Please ask yourself:
- How much of what I learned in school and university I still remember ?
- If the amount of time and money spent at school/university was used on something else, what could I achieve?
- What percentage of learning was life-changing, exciting, or simply interesting?
- Should I learn something new in real life, and to what extent my academic knowledge will help me?
- To what extent the teachers were mentors and role models, and to what extent a computer could do a better job?
If you are frustrated, you are in good company. We were frustrated as well. In fact, we were frustrated enough to find, compile, and invent a whole new set of tools that upgrade the learning experience at school and in real life.
These are the most common fallacies preventing our progress toward better education and self-education:
- Passively and mindlessly following the teacher. This is our automatic response from the earliest stages of education. It is the most ineffective learning method you see everywhere. If you do not personalize the material you will forget it. If you do not generate deep understanding, you will not know how to use it. If you do not research the material you will not be able to ask good questions. Effective education is active, creative, and deeply personal.
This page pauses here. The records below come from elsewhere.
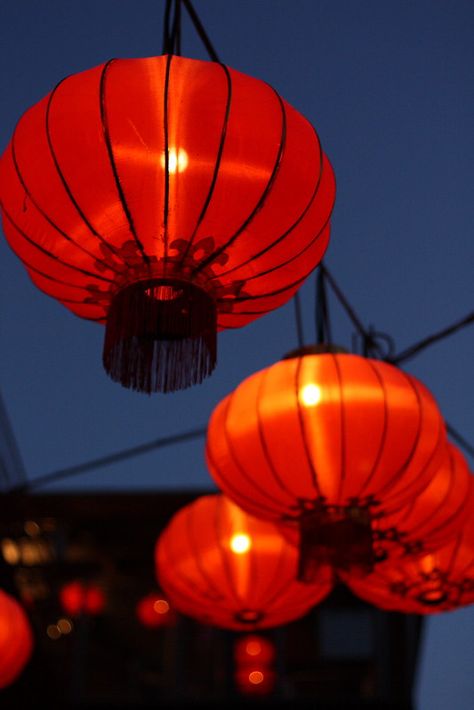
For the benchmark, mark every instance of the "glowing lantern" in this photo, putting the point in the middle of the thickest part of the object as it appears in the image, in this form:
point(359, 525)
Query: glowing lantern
point(78, 598)
point(432, 517)
point(328, 441)
point(439, 581)
point(154, 611)
point(16, 639)
point(244, 586)
point(168, 198)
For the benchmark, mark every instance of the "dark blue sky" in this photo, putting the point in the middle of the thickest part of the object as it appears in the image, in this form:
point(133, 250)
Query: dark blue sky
point(388, 85)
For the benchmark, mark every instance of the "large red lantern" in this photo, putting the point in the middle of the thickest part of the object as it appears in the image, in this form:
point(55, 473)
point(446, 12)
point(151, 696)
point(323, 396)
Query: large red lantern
point(328, 441)
point(168, 198)
point(16, 639)
point(432, 517)
point(224, 567)
point(442, 580)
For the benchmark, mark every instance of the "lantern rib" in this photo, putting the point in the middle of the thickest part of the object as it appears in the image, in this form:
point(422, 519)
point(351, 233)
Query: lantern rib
point(271, 181)
point(63, 180)
point(251, 480)
point(383, 438)
point(217, 165)
point(309, 459)
point(58, 229)
point(263, 442)
point(288, 231)
point(113, 164)
point(167, 157)
point(217, 522)
point(343, 415)
point(393, 479)
point(235, 492)
point(47, 253)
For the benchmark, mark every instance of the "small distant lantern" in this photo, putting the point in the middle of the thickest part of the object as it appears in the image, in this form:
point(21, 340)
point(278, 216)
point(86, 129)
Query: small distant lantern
point(167, 198)
point(16, 639)
point(154, 611)
point(225, 568)
point(82, 599)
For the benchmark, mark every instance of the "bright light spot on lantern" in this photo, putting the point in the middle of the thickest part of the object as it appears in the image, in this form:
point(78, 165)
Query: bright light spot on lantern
point(256, 677)
point(310, 395)
point(177, 160)
point(240, 543)
point(161, 606)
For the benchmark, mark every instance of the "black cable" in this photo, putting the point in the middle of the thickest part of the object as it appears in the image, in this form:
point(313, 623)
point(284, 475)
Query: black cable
point(298, 320)
point(106, 460)
point(460, 439)
point(200, 30)
point(166, 28)
point(422, 344)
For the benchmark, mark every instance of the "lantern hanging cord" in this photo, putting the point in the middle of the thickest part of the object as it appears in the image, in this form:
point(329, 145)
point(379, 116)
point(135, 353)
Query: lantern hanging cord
point(298, 320)
point(434, 338)
point(323, 325)
point(107, 460)
point(172, 30)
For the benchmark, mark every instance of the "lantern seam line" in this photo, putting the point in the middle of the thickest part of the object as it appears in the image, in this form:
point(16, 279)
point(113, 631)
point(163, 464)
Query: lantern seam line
point(383, 439)
point(111, 157)
point(217, 252)
point(288, 231)
point(216, 166)
point(63, 180)
point(46, 216)
point(47, 253)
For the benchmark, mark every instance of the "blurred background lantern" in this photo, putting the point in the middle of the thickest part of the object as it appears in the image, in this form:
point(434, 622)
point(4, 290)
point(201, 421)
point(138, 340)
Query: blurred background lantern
point(326, 441)
point(442, 580)
point(226, 568)
point(168, 198)
point(154, 611)
point(82, 599)
point(16, 639)
point(432, 517)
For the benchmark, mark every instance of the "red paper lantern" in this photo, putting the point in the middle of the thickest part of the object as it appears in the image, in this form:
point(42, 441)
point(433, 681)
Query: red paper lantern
point(224, 567)
point(442, 580)
point(79, 598)
point(169, 198)
point(154, 611)
point(328, 441)
point(432, 517)
point(16, 639)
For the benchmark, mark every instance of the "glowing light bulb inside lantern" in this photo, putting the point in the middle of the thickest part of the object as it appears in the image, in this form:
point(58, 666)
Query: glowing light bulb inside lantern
point(177, 160)
point(256, 677)
point(310, 395)
point(240, 543)
point(161, 606)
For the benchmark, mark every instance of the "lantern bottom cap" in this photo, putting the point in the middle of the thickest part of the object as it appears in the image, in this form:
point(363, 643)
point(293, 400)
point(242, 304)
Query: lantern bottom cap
point(161, 336)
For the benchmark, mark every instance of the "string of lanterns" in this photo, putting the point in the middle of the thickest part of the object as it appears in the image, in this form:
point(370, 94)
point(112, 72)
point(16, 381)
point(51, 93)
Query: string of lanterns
point(171, 198)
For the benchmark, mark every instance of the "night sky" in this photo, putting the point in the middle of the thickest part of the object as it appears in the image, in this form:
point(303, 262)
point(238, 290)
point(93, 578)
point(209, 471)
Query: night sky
point(388, 86)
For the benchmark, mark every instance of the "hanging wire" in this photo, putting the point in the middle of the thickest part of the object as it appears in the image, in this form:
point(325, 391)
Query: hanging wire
point(323, 324)
point(426, 342)
point(107, 460)
point(298, 320)
point(200, 30)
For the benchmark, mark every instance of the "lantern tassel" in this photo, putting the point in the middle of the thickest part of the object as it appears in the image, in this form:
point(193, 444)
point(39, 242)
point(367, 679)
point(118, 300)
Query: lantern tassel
point(161, 336)
point(338, 537)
- Using grit to fight boredom. If education is boring, this means you should change your perspective. Our learning methodology is highly visual – creative and entertaining, we constantly ask questions trying to build up curiosity, and we try to generate a dialogue with the author in our heads. Creativity is the weapon of choice to fight boredom and learn better.
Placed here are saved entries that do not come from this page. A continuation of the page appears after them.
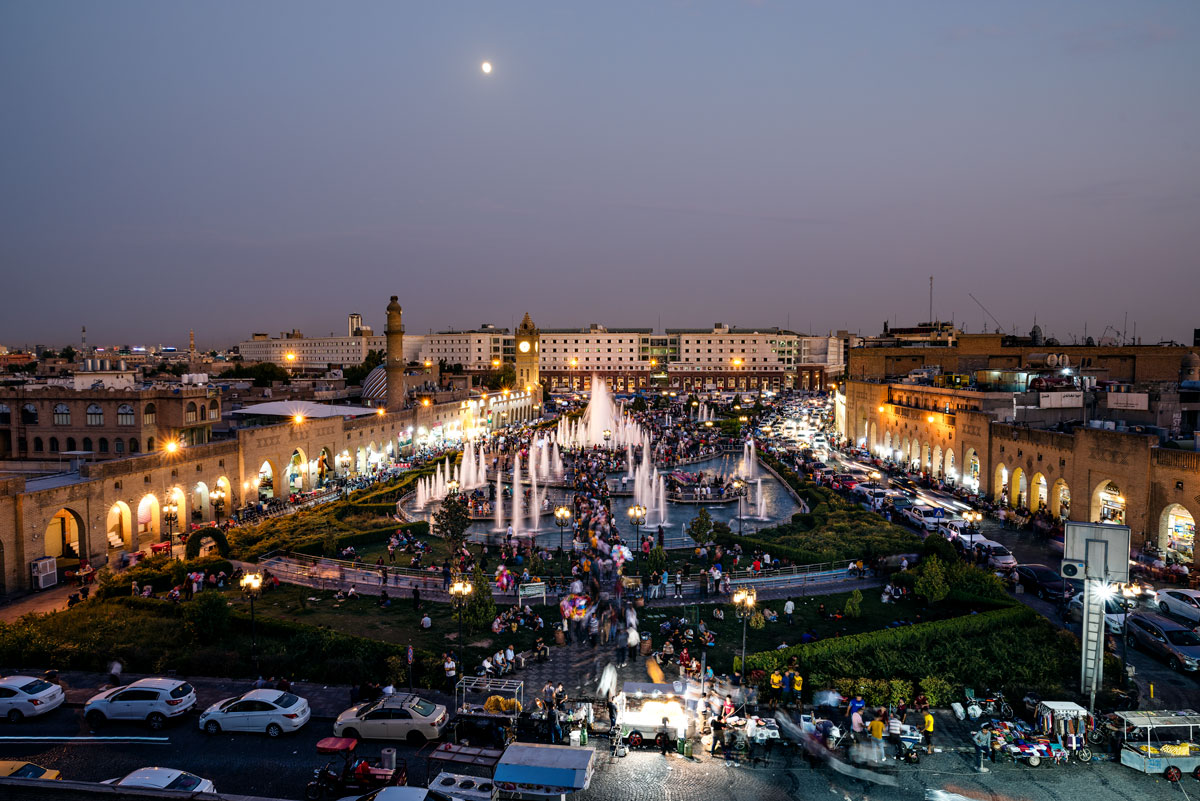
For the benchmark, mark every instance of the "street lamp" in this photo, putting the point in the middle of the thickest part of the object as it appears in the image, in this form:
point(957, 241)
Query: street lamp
point(217, 498)
point(744, 598)
point(562, 519)
point(637, 517)
point(252, 586)
point(171, 517)
point(459, 594)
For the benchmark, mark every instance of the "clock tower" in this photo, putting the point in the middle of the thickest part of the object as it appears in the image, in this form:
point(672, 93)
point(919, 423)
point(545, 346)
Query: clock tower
point(527, 341)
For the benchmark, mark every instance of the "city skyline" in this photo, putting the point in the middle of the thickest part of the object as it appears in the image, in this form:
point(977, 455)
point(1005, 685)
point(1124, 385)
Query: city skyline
point(669, 162)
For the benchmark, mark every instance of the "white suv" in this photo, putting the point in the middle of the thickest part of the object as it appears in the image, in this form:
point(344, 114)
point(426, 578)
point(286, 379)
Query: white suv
point(154, 700)
point(23, 697)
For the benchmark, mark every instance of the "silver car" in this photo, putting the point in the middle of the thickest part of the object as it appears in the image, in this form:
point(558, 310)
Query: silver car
point(1167, 639)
- The slower we learn, the better we remember. Repeating the same material at a slow rate generates information hunger and your brain will probably phase out. There is an optimal learning speed, which is actually quite fast, usually faster than we talk. There are also scientifically sound methods to optimize repetitions of content. Fast learning is not only fun, it is also more productive both in terms of how fast we learn and in terms of how much we remember.
- Waiting for some magic to happen. Learning involves a great deal of work. If this work is properly organized it is a very pleasurable and rewarding experience, yet it is a major effort. No skill can be properly mastered until we train it for a sufficiently long time in many different situations. In most cases, the progress is gradual, with occasional lapses and mistakes. Rigorous training is required for successful learning.
The key that opens the study-skills universe is our imagination. We can visualize and connect the information in a way that is very fast, very memorable, and extremely rewarding. Once we use our imagination properly, we can learn phenomenal memory, speed-reading, inventive problem-solving, and basically any other skill we need. These skills form our toolset, and this toolset enables us to manipulate any field of knowledge we want to focus on.
Do ask yourself: what if I could
- Learn things that are meaningful and useful
- Read x5 times faster
- Remember everything I read
- Never be bored again
- Have meaningful communication with authors
This is not a dream, but a reality! You can craft your own key to study skills.